Jeonghan mengangguk. Begitupun Seungcheol yang sigap menaikkan kasur di bagian kepala Jeonghan.

“Mas suapin ya.”

“Eh ng-nggak usah mas, aku bisa sendiri.”

“O-oke.” Ujar Seungcheol sembari meletakkan nampan yang berisikan bubur dan obat itu pada meja portable pada ranjang Jeonghan.

Jeonghan menatap malas bubur di hadapannya. Entah mengapa selera makannya hilang.

“Pantes aja ya orang-orang sakit susah buat makan. Makanannya sehampa ini sih.” Gumamnya melihat nampan yang serba putih.

Ia teringat dengan pasien-pasien yang ia rawat.

“Maka dari itu.. Cepet sembuh ya..” Ucap Seungcheol dengan tangannya yang refleks mengacak singkat rambut Jeonghan.

Jeonghan mengangguk.

Ia mengaduk bubur itu sesaat. Oh.. Bukan sesaat.. Ia terus mengaduk bubur itu seakan tak berniat untuk memakannya.

“Di makan, han..” Ucap Seungcheol mengingatkan.

“Buburnya ajaib deh, mas. Masa aku liatin doang udah bikin aku kenyang.. Hehehe.” Ucap Jeonghan bersemangat yang mendapat gelengan dari Seungcheol.

“Hah? Ada-ada aja kamu. Sini sini biar mas suapin aja. Sampe buburnya dingin pun kamu gak bakalan makan.” Ucap Seungcheol yang telah berhasil merampas sendok yang dipegang Jeonghan.

“Yah..” Gerutu Jeonghan dengan bibirnya yang mengerucut.

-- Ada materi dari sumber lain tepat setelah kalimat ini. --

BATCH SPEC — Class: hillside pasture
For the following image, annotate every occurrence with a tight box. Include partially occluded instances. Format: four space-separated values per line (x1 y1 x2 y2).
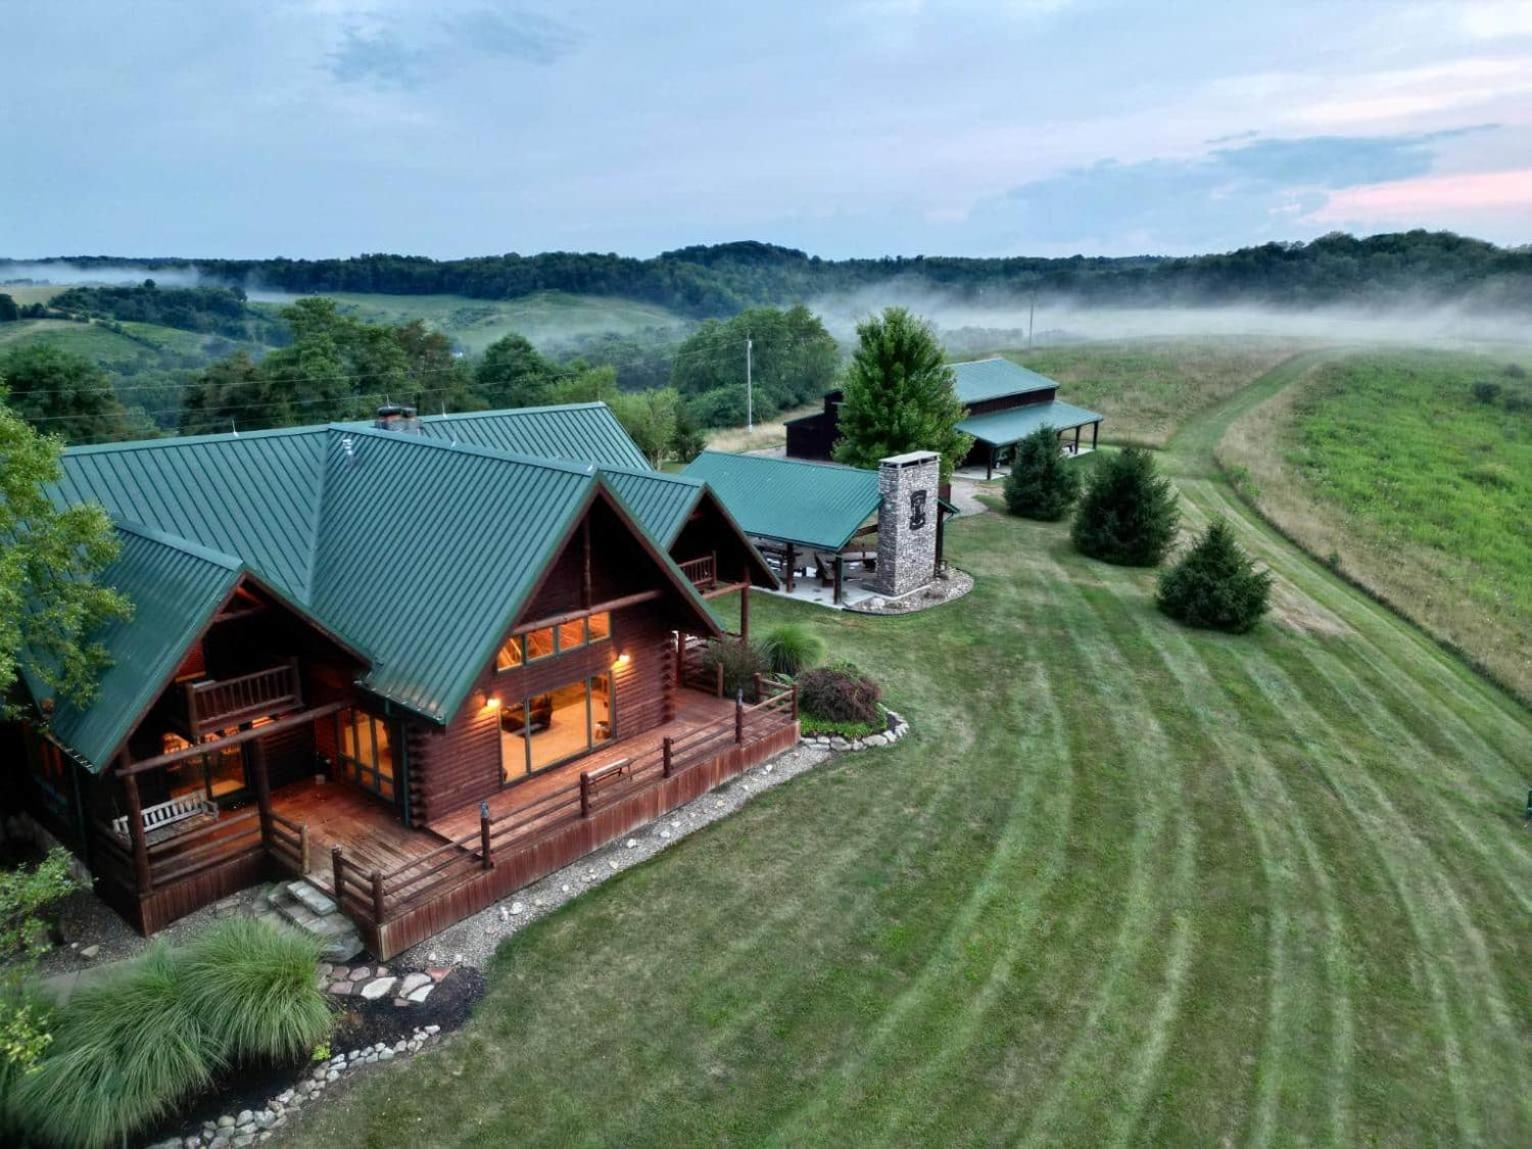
1218 348 1532 703
0 282 66 306
249 290 690 355
1005 337 1304 445
280 357 1532 1148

“Pengen cepet sembuh kan?” Tanya Seungcheol yang diangguki oleh Jeonghan dengan setengah hati.

“Makan ya.. Mas janji bakal beliin kamu makanan enak kalo udah sembuh nanti.”

“Beneran?” Timpal Jeonghan dengan maniknya yang mulai berbinar.

“Iya.. Jadi sekarang makan bubur ini dulu ya?”

“Tapi buburnya gak enak.” Gerutu Jeonghan dengan bibirnya yang kian mengerucut.

“Enak kok! Nih..” Ucap Seungcheol yang telah mencicipi bubur yang ia genggam.

Jeonghan tergelak melihat Seungcheol yang pasti tengah berbohong agar dirinya mau makan.

“Hahaha iya deh tapi dikit aja ya.” Ucap Jeonghan yang telah luluh.

“Nah gitu dong. AAAAA.” Ucap Seungcheol dengan sesendok bubur yang ia arahkan pada mulut Jeonghan.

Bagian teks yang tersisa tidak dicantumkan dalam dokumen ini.